I have a 2D texture on 2D plane. When I rotate this plane in orthographic projection everything is fine but when I rotate it in prespective projection then there is lines of white noise on the plane and it depends on angle of rotation, but if there is no rotation it just start flickering with all black depending on translation. I It hepends only with textures that are binded in the texture slot > 0, so texture that is binded in 0 slot (glBindTextureUnit) behave fine in both projection!!!.
Left is orthograpic projection, right is perspective projection
That still doesn’t answer the question. If you don’t understand the question, just show the entire fragment shader, including the variable declarations.
Given that you’re explicitly converting tex_index to an int, I’m guessing it isn’t an int. If it’s written by the vertex shader, it at least needs the flat qualifier. And in OpenGL 3.x, that isn’t enough.
For GLSL 3:
For GLSL 4:
For GLSL 3, tex_index must be a uniform variable or an expression involving only uniform variables. For GLSL 4 the restrictions are relaxed somewhat, but not entirely; you still can’t index arrays of samplers with arbitrary expressions. It’s not actually specified that flat-qualified fragment shader inputs are dynamically uniform, but I’ve yet to encounter an implementation where they aren’t.
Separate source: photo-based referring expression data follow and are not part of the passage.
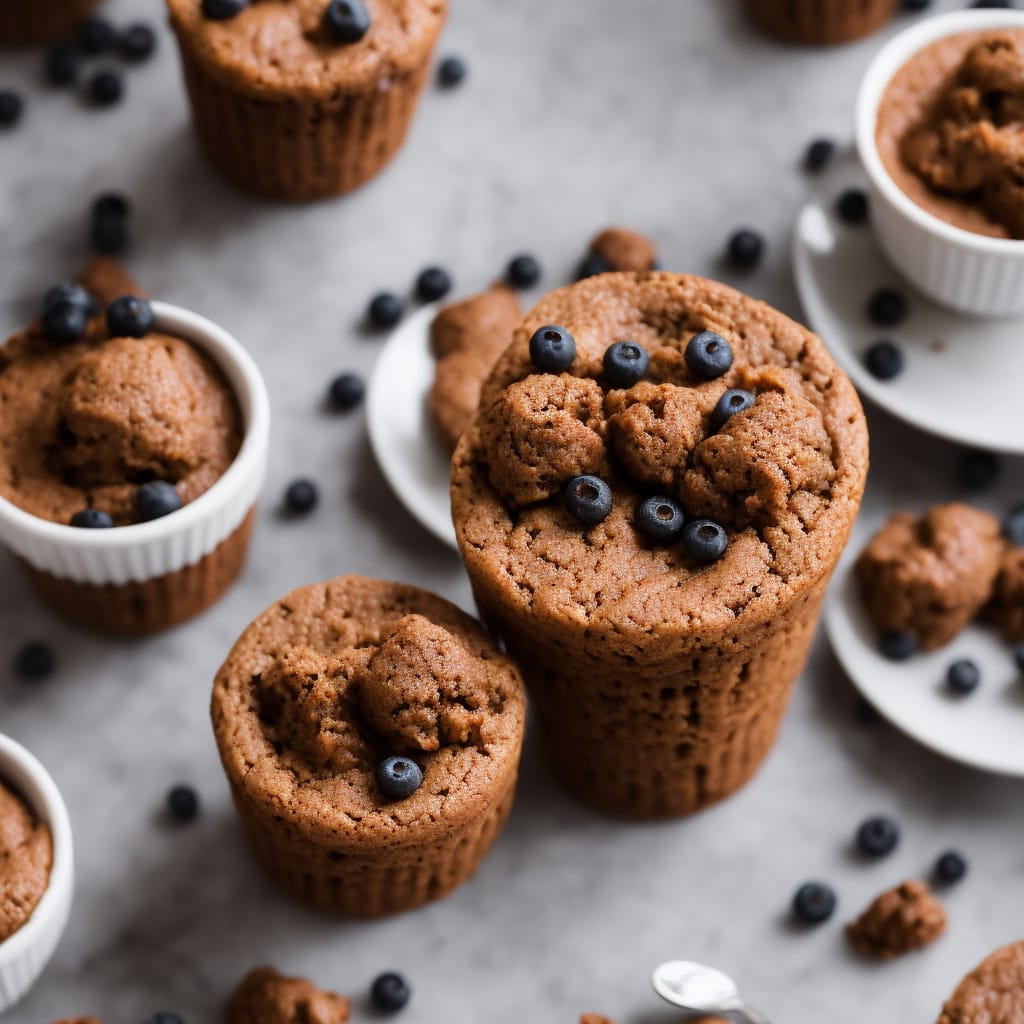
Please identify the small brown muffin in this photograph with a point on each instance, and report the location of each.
(899, 922)
(324, 686)
(820, 23)
(466, 338)
(26, 859)
(286, 111)
(992, 992)
(930, 576)
(264, 996)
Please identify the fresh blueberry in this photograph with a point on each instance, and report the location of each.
(130, 316)
(390, 992)
(522, 271)
(301, 497)
(852, 207)
(745, 249)
(432, 284)
(346, 392)
(813, 903)
(155, 500)
(709, 355)
(660, 519)
(35, 662)
(347, 20)
(399, 777)
(625, 364)
(878, 837)
(552, 349)
(734, 400)
(963, 677)
(588, 498)
(884, 360)
(706, 542)
(92, 519)
(887, 307)
(897, 646)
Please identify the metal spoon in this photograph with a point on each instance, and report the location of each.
(700, 989)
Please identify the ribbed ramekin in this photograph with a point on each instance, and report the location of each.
(973, 273)
(25, 953)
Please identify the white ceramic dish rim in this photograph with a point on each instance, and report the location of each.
(880, 73)
(46, 802)
(247, 382)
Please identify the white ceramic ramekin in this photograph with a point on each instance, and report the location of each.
(972, 273)
(25, 953)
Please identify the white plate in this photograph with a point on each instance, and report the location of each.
(956, 368)
(984, 729)
(401, 432)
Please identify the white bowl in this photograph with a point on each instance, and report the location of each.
(148, 550)
(970, 272)
(25, 953)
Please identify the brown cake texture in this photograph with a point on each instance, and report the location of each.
(466, 338)
(658, 683)
(26, 859)
(265, 996)
(900, 921)
(992, 992)
(285, 110)
(322, 687)
(929, 576)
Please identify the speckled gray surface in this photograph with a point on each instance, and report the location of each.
(666, 115)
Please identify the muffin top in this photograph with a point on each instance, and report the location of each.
(26, 859)
(338, 677)
(85, 424)
(286, 47)
(783, 477)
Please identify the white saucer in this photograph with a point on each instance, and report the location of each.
(956, 368)
(401, 433)
(984, 729)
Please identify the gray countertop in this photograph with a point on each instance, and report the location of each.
(669, 116)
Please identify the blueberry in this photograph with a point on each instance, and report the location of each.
(452, 72)
(35, 662)
(963, 677)
(130, 316)
(346, 392)
(878, 837)
(347, 20)
(818, 155)
(884, 360)
(625, 364)
(745, 249)
(301, 497)
(399, 777)
(706, 542)
(813, 903)
(852, 207)
(709, 355)
(11, 108)
(659, 519)
(155, 500)
(64, 322)
(182, 804)
(734, 400)
(588, 498)
(92, 519)
(390, 992)
(897, 646)
(432, 284)
(552, 349)
(522, 271)
(887, 307)
(950, 867)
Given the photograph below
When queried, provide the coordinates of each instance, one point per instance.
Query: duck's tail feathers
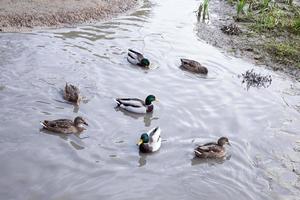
(133, 51)
(43, 124)
(198, 153)
(118, 102)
For GLSL 3, this isn’t valid. For GLSL 4, it may or may not be. It would be safer to convert the value to an int in the vertex shader, as fragment shader inputs which are integers (or vectors of integers) are implicitly flat-qualified.
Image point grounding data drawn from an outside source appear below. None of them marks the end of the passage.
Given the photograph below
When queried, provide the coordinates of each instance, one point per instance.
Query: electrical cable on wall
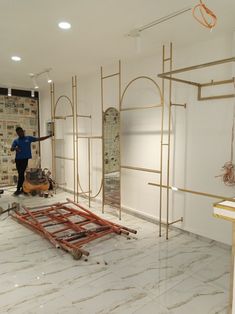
(228, 176)
(207, 18)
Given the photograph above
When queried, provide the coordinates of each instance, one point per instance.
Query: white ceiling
(97, 37)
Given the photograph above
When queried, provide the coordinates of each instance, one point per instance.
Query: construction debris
(68, 225)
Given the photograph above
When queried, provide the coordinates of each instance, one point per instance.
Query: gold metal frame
(168, 76)
(86, 194)
(161, 105)
(102, 78)
(54, 117)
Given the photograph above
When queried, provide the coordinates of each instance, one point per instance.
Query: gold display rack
(102, 78)
(54, 117)
(149, 107)
(89, 138)
(169, 76)
(200, 86)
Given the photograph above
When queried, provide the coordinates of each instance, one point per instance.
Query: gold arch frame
(161, 105)
(54, 107)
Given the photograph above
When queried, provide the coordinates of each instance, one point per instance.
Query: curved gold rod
(139, 78)
(85, 193)
(69, 100)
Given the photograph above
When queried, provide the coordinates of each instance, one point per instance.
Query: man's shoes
(17, 192)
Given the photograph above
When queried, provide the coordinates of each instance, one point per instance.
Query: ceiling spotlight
(16, 58)
(35, 84)
(64, 25)
(49, 80)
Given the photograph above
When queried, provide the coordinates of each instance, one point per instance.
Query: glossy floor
(144, 274)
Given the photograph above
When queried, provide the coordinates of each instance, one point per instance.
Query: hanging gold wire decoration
(228, 168)
(204, 15)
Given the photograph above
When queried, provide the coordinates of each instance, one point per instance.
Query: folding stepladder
(68, 225)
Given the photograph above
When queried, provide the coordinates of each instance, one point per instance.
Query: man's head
(20, 131)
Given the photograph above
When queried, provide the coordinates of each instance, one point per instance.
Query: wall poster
(16, 111)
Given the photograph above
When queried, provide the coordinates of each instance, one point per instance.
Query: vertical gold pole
(230, 310)
(169, 147)
(102, 117)
(74, 161)
(54, 130)
(119, 102)
(89, 170)
(161, 154)
(76, 135)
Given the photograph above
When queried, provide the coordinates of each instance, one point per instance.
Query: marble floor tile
(124, 275)
(194, 297)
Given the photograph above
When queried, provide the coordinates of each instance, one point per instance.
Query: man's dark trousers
(21, 165)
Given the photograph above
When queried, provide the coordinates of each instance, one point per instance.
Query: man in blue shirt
(22, 147)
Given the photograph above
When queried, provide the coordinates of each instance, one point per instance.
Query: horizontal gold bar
(91, 137)
(180, 80)
(179, 105)
(141, 108)
(83, 116)
(173, 222)
(212, 83)
(216, 97)
(141, 169)
(60, 117)
(65, 158)
(85, 192)
(195, 192)
(199, 66)
(111, 75)
(226, 207)
(223, 217)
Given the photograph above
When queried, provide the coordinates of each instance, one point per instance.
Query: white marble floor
(144, 274)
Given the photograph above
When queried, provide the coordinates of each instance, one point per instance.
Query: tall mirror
(112, 157)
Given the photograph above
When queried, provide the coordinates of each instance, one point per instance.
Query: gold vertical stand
(168, 60)
(149, 107)
(102, 78)
(54, 117)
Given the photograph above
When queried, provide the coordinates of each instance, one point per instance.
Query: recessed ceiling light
(15, 58)
(64, 25)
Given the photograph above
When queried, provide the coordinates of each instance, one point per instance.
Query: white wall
(200, 136)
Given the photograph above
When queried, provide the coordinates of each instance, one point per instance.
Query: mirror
(111, 157)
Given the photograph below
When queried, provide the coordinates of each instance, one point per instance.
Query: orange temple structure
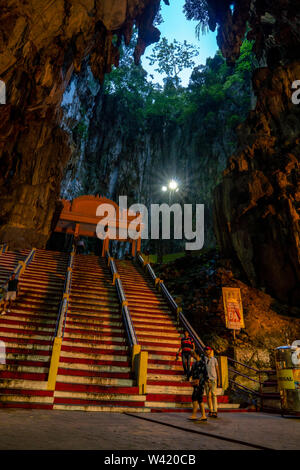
(78, 217)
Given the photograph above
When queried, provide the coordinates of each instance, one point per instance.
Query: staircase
(158, 333)
(94, 370)
(28, 330)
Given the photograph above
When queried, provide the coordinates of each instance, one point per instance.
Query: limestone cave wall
(257, 203)
(41, 45)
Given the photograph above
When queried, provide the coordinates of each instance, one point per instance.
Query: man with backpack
(187, 347)
(198, 379)
(12, 292)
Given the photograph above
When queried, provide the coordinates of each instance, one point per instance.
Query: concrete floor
(70, 430)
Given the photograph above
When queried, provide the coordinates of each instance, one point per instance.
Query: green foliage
(217, 98)
(172, 58)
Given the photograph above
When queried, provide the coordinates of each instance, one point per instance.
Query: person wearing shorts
(11, 295)
(187, 347)
(212, 382)
(198, 379)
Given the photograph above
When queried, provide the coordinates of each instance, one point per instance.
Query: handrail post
(59, 334)
(142, 367)
(173, 305)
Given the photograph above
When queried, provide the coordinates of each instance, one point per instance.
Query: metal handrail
(3, 247)
(181, 317)
(246, 365)
(243, 375)
(63, 309)
(131, 334)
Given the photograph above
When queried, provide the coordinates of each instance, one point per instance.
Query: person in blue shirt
(187, 347)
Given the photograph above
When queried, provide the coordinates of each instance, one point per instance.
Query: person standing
(213, 382)
(80, 246)
(12, 291)
(187, 347)
(199, 377)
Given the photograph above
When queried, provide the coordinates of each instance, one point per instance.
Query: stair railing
(181, 318)
(60, 324)
(139, 358)
(22, 265)
(234, 373)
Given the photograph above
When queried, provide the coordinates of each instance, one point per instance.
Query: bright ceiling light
(173, 185)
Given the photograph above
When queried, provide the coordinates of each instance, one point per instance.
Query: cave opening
(82, 116)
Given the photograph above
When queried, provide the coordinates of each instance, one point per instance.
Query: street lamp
(173, 186)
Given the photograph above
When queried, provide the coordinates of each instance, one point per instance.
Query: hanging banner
(233, 308)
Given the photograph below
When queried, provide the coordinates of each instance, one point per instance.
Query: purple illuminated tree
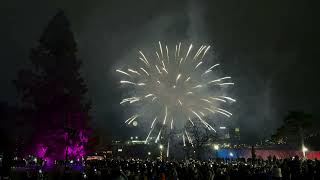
(55, 90)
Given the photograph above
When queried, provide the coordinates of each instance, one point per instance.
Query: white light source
(135, 123)
(216, 147)
(161, 146)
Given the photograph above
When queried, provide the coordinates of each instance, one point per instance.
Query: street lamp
(231, 154)
(304, 150)
(161, 148)
(216, 148)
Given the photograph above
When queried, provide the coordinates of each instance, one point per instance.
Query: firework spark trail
(123, 72)
(189, 138)
(146, 141)
(184, 140)
(168, 146)
(180, 86)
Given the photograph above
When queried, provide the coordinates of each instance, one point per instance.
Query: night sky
(270, 48)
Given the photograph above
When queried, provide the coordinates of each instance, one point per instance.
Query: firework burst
(175, 88)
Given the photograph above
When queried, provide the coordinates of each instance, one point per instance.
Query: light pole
(161, 148)
(216, 148)
(304, 150)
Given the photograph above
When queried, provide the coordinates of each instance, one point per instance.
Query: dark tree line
(54, 91)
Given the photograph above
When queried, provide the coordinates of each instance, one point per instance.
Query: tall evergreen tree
(55, 90)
Man, you are a genius, thank you very much, I couldn’t find this on the Internet for two days.
Before, I cast float (tex_index) to int in fragment shader as you can see by posted code above.
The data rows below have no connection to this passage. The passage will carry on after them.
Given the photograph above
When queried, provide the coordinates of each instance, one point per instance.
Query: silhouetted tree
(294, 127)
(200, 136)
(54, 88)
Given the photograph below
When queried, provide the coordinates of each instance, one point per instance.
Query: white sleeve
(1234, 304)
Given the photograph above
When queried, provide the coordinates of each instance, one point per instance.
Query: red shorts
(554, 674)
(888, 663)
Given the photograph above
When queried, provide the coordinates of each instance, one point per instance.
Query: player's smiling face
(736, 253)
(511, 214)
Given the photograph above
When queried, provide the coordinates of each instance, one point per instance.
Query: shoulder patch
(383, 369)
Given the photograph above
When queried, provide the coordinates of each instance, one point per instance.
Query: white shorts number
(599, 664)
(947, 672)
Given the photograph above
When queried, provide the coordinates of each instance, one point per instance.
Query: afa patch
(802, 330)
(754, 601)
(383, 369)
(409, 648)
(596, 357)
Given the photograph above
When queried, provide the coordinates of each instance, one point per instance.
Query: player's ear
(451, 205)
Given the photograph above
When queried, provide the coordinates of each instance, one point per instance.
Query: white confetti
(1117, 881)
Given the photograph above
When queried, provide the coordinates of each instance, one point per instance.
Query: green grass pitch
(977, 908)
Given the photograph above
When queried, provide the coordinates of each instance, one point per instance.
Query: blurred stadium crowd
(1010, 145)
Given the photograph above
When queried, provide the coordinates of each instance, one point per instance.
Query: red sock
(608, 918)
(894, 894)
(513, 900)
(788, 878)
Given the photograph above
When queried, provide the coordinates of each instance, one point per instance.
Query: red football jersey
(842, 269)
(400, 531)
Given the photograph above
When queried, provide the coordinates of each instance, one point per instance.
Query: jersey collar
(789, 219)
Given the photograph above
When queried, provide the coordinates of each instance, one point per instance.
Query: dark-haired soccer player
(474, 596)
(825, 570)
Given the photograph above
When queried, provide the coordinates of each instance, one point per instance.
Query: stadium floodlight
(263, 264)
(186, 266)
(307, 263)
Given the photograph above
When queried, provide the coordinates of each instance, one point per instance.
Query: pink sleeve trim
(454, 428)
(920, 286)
And now I did what you said. cast float to int in vertex shader with flat prefix and it works perfectly.
Thank you very much.
In other words, an expression being constant for all fragments within a triangle (e.g. a flat-qualified fragment shader input) doesn’t necessarily make it “dynamically uniform”. It may or may not be, depending upon the implementation. And if it isn’t, then it isn’t valid as an index into an array of samplers.
In practice, the expression u_Textures[v_TextureIndex] is only evaluated once for each “wavefront” (concurrently-executed group of invocations). If the invocations process fragments from different triangles, v_TextureIndex can have different values and one value will be used for all fragments.
Using conditionals avoids this issue, but creates another: implicit derivatives are undefined in non-uniform control flow. If any of the textures use mipmaps, the mipmap level may not be calculated correctly. You need to calculate the derivatives or level-of-detail outside the conditional and use textureGrad or textureLod instead of texture.
Where possible, it’s preferable to use array textures (sampler2DArray) for this purpose. This entails some loss of flexibility: the layers of an array texture all have the same size and format, and texture parameters (filters, wrap modes) apply to the array texture as a whole.